To start with, so you know what we’re working on at this end.

I am developing a English translation of the Pali text based on a segmented version of the Mahasangiti text. This can break the text at any level we choose, but so far we are working on breaking it at major punctuation, that is, most punctuation excluding commas. This results is a fairly consistently segmented text, and one which, in the vast majority of cases, can be well translated segment by segment.

There are of course exceptions to this. the root text is not always consistently punctuated, so the segments can be inconsistent. And sometimes syntax demands translating out of order, especially in verse. And there’s the question of the abbreviated sections, which are always hard to handle elegantly.

Given the nature of pali, which can use very long sentences, we can sometimes end up with quite large chunks in one segment. Still, on the whole this gives us a nicely matched set of Pali/English segments. Here’s a sample text for you, a typical Anguttara sutta.

an5.032.po.zip (3.5 KB)

As you can see it’s all in PO, with the HTML embedded as comments so we can reconstitute the HTML files at the end of the day. Obviously this can be further transformed as needed. We’ve also developed a LaTeX flow for producing books.
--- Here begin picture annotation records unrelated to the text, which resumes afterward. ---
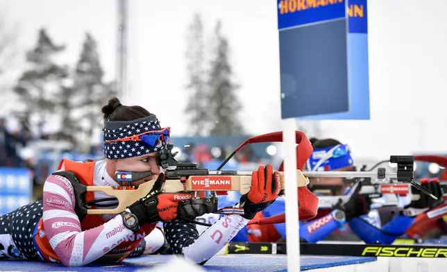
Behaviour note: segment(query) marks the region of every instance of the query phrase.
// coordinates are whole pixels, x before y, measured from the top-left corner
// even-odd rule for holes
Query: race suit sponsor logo
[[[81,227],[79,225],[72,223],[72,222],[62,222],[62,221],[58,221],[58,222],[54,222],[51,224],[51,228],[59,228],[62,227],[73,227],[78,230],[79,231],[81,230]]]
[[[195,176],[192,178],[191,189],[208,190],[231,189],[230,176]]]
[[[190,194],[188,194],[187,196],[180,195],[180,194],[174,194],[174,201],[189,201],[191,198],[192,198],[192,196],[190,195]]]
[[[410,193],[410,187],[407,184],[382,184],[380,185],[380,193],[406,196]]]
[[[50,206],[53,206],[55,207],[59,207],[59,206],[62,205],[66,207],[71,208],[72,206],[70,203],[65,201],[62,201],[62,199],[59,198],[47,198],[47,204],[49,205]]]
[[[54,176],[59,180],[64,182],[64,184],[65,185],[65,187],[67,187],[67,189],[68,190],[68,192],[70,193],[71,196],[73,196],[73,187],[71,186],[71,184],[70,184],[70,182],[67,178],[61,176],[55,175]]]
[[[128,252],[132,248],[132,246],[127,246],[126,248],[114,248],[110,251],[110,254],[114,254],[114,253],[124,253],[126,252]]]
[[[112,231],[107,232],[106,234],[106,237],[107,239],[110,239],[110,237],[113,237],[117,233],[119,233],[119,232],[121,232],[121,231],[123,231],[125,229],[126,229],[126,227],[124,226],[124,225],[120,225],[120,226],[117,226],[117,228],[114,228],[113,230],[112,230]]]
[[[328,214],[326,216],[323,216],[321,219],[316,220],[314,223],[307,226],[307,232],[313,233],[317,231],[319,228],[321,228],[324,225],[332,221],[334,217],[332,214]]]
Each segment has an ID, and that ID will be consistently matched between source and target texts across the whole canon.

But this is just the start. We also plan to support further translations into other target languages. In this way the IDs will not only be consistent with the English and Pali, but also with all other translations. So a reader of a sutta in Italian can check, say, what the English translation of that segment was. In addition, we plan to implement segment-level notes, which could become available cross-language as well. Display options also become available, and we plan to enable the user to read the text in different ways as convenient, such as side by side, line by line, or with original text as popup (like Google translate).
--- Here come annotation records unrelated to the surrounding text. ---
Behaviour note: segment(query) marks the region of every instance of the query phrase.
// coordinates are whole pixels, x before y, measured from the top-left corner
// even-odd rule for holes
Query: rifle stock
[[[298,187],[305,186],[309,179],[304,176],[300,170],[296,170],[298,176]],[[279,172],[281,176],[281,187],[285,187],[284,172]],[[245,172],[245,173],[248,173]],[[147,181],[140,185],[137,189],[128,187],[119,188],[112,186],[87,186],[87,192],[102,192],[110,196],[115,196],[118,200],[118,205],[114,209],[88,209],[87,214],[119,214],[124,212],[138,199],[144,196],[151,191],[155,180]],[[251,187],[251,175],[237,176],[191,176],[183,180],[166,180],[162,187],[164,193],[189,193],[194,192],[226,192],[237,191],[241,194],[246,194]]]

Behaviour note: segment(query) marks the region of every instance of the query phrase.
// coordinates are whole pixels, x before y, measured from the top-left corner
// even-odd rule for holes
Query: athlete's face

So far the scope of the translation is the four nikayas, and I plan to cover all the EBTs in Pali, that is, including the six early books of the Khuddaka, and the Vinaya. I’d also like to do the relevant Sanskrit texts.

Our web app will be made available for other translators to sign up to, and we will support on an ongoing basis translation into other target languages. All our translations and software is, of course CC0, with no copyright restrictions of any sort.
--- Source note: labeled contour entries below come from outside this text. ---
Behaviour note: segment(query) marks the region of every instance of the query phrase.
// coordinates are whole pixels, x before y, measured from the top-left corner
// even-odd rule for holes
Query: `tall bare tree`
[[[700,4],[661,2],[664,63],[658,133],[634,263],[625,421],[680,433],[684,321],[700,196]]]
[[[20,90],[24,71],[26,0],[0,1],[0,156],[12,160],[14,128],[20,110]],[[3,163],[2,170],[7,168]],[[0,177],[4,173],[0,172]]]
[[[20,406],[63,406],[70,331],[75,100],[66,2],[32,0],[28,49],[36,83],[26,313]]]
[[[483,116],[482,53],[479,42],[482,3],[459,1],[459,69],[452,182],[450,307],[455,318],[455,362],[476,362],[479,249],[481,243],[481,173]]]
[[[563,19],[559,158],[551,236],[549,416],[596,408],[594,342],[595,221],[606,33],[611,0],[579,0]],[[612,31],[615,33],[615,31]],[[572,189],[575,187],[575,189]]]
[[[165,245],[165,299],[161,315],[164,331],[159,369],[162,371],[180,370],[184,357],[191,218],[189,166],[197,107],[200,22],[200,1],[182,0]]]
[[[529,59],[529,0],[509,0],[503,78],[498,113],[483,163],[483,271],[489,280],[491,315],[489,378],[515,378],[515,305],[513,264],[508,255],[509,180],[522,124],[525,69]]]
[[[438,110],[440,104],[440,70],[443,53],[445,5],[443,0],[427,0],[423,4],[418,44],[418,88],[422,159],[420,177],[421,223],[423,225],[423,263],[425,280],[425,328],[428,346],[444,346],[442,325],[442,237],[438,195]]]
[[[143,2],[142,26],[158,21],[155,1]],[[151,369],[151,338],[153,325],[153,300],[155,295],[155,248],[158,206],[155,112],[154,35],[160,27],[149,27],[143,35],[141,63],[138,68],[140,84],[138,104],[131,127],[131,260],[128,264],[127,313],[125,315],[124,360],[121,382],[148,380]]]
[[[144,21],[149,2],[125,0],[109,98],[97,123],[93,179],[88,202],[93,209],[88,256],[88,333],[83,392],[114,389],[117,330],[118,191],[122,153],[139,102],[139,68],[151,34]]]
In addition, we’ll look at extending support to the non-indic languages. This is not trivial, however, mainly due to the Taisho text’s notoriously erratic punctuation. I haven’t looked into segmenting Tibetan texts yet, although given the relatively small quantity doing it by hand is not unfeasible.

So anyway, at the very least making the ID system we use interchangeable with what you’re doing would be great.

But the main question I have for you is, how do you do it? I mean, to match up the texts at such a fine-grained level? To do it by hand with a small selection of texts is one thing, but across the whole corpus?